Rosalie I. Tennison is Editor of Communicator Magazine.

Review

As the name implies, this book is filled with descriptions of “close calls’ experienced by the author, H. “Dude” Lavington. Full of lively and exciting anecdotes, The Nine Lives of a Cowboy is the story of a Canadian cowboy.

Dude Lavington and his brother, Art, left their home in Alberta and started ranching in the Quesnel area of British Columbia in the early 1930s. The book details the hardship and adventure of building a ranch in mountainous wilderness. The brothers were partners until the 1940s and survived the hard times through team work. Dude and Art trapped, ranched, broke horses, hunted, put up hay, built log buildings, made their own furniture, and fought the elements. Dude tells of incidents when he was nearly killed by a bucking horse and of good times making “chin music” with neighbors. It appears to have been a lonely life made interesting by the amount of work that always had to be done.
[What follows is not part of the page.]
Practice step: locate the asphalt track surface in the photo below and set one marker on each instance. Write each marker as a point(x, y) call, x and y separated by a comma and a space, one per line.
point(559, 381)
The book is a multitude of short, descriptive adventure stories strung together chronologically. It seems astounding that any one man could remember so many incidents in a relatively short span of twelve on thirteen years. Such is the talent of a good yarner.

The Nine Lives of a Cowboy is easy, light reading but remains fascinating and informative. It is the life story of a pioneer told in his own language. Thankfully, Lavington included a glossary of cowboy terms; however, a longer one would have been even more helpful.

This is an autobiography that would be useful to anyone studying the opening up of British Columbia. It is also a good book for anyone who likes cowboy stories because it is better than fiction and just as exciting.